WASHINGTON — El miércoles, la Corte Suprema de Estados Unidos pareció dispuesta a rechazar el intento del gobierno de Trump de redefinir el derecho constitucional a la ciudadanía por nacimiento y, en cambio, a respaldar la antigua concepción del país sobre la ciudadanía por nacimiento en suelo estadounidense.
Si la mayoría de los magistrados de la Corte Suprema anula la orden ejecutiva del presidente Donald Trump que pone fin a la ciudadanía por derecho de nacimiento para los hijos nacidos de padres sin estatus legal o con estatus migratorios temporales como visas, será el segundo revés importante que sufre el presidente recientemente a través del máximo tribunal. A principios de este año, la mayoría de los magistrados anuló su implementación de aranceles generalizados.
Trump, quien firmó la orden ejecutiva destinada a poner fin a la ciudadanía por derecho de nacimiento como uno de sus primeros actos tras su investidura en 2025, acudió a la sala del tribunal para escuchar los argumentos orales, algo inédito para un presidente en función.

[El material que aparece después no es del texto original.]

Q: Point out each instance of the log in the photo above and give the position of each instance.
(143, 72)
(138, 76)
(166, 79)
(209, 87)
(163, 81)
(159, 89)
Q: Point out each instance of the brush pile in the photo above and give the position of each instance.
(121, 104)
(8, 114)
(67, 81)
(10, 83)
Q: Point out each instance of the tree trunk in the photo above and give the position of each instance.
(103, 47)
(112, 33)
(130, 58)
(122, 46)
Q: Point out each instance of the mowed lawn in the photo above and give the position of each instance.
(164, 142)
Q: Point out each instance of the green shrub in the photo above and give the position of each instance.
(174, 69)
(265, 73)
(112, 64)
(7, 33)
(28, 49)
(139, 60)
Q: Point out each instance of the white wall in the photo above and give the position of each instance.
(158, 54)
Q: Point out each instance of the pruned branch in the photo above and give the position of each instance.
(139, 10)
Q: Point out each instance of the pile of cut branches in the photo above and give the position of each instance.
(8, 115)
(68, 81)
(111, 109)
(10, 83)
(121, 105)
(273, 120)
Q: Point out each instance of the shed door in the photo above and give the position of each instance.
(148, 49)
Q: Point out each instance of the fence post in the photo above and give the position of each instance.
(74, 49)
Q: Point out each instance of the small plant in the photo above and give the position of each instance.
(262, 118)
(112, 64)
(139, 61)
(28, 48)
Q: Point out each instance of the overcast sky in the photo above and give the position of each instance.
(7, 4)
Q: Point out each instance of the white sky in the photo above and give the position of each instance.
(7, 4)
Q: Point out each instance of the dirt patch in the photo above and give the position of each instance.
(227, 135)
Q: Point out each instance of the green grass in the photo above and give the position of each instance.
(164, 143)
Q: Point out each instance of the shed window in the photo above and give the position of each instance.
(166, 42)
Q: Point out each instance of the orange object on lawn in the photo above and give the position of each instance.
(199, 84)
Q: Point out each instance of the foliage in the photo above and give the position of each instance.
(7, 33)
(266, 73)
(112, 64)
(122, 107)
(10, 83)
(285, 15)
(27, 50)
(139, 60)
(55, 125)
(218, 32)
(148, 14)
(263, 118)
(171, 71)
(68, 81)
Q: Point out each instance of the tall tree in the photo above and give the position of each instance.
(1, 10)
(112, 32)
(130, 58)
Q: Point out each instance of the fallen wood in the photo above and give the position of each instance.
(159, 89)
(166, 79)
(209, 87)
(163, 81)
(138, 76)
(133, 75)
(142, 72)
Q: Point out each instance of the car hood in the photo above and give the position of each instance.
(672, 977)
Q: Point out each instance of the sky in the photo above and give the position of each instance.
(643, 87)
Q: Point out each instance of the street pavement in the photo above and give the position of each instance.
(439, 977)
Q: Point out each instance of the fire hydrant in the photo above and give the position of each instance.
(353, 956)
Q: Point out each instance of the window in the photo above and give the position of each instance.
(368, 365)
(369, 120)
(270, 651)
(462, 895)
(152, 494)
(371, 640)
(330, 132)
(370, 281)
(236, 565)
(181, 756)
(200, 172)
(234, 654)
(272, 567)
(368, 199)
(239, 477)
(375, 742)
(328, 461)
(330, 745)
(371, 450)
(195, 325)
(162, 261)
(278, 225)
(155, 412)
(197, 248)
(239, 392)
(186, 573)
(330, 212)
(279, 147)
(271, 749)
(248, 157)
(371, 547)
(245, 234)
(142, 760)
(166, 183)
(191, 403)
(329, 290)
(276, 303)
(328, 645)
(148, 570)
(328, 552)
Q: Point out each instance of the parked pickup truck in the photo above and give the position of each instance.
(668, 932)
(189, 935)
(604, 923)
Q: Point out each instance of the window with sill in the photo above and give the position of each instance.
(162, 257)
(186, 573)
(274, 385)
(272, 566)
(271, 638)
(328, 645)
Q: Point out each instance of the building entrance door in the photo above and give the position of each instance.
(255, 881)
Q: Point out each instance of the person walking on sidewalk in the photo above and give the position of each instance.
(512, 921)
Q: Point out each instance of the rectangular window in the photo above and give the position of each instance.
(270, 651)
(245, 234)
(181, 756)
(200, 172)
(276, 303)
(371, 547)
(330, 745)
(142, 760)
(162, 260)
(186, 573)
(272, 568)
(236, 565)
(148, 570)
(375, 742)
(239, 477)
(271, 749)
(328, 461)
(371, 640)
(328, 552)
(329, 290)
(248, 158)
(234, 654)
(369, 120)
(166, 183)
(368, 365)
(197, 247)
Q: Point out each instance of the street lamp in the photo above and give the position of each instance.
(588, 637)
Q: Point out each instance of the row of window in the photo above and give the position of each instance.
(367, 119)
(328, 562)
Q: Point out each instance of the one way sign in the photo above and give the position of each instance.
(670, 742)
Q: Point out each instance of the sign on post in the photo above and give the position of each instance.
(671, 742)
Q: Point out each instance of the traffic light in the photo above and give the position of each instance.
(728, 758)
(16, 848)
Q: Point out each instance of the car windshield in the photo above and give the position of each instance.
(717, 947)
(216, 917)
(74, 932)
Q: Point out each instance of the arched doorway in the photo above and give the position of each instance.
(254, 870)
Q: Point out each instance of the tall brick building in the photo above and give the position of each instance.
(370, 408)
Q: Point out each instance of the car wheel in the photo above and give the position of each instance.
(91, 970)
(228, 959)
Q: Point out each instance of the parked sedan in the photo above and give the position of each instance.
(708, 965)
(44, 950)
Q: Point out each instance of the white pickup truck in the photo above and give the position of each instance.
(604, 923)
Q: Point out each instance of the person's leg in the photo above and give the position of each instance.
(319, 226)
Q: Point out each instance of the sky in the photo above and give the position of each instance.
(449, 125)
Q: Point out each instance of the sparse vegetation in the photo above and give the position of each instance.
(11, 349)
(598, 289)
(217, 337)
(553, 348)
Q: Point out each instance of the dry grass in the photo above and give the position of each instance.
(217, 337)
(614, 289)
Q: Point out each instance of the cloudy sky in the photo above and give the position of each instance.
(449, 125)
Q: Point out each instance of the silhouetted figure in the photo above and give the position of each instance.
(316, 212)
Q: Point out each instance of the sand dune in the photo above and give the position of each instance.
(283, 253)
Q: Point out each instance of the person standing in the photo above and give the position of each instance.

Argumento "peculiar" de la administración
Durante las audiencias orales del miércoles, la mayoría de los magistrados se mostraron escépticos ante los argumentos del procurador general D. John Sauer, según los cuales la cláusula de ciudadanía de la 14ª Enmienda de la Constitución sólo tenía como objetivo otorgar la ciudadanía a los hijos de los esclavos afroamericanos recién liberados, no a los inmigrantes.
El presidente del Tribunal Supremo, John Roberts, calificó de "peculiar" uno de los argumentos clave de Sauer y cuestionó cómo podría aplicarse a toda una clase de inmigrantes sin estatus legal.
Sauer argumentó que los hijos nacidos de padres sin estatus legal o visitantes temporales no están sujetos a la jurisdicción de Estados Unidos, sino a las leyes de su país de origen. Citó excepciones a la ciudadanía por derecho de nacimiento, como los hijos de diplomáticos extranjeros.
“Lo extiendes a toda una clase de inmigrantes ilegales”, dijo Roberts. “No estoy seguro de cómo se puede llegar a ese grupo tan grande a partir de ejemplos tan pequeños y un tanto idiosincrásicos”.

Junto con Roberts, el ala liberal del tribunal y los jueces conservadores Neil Gorsuch, Brett Kavanaugh y Amy Coney Barrett tampoco parecieron dejarse convencer por el argumento de Sauer.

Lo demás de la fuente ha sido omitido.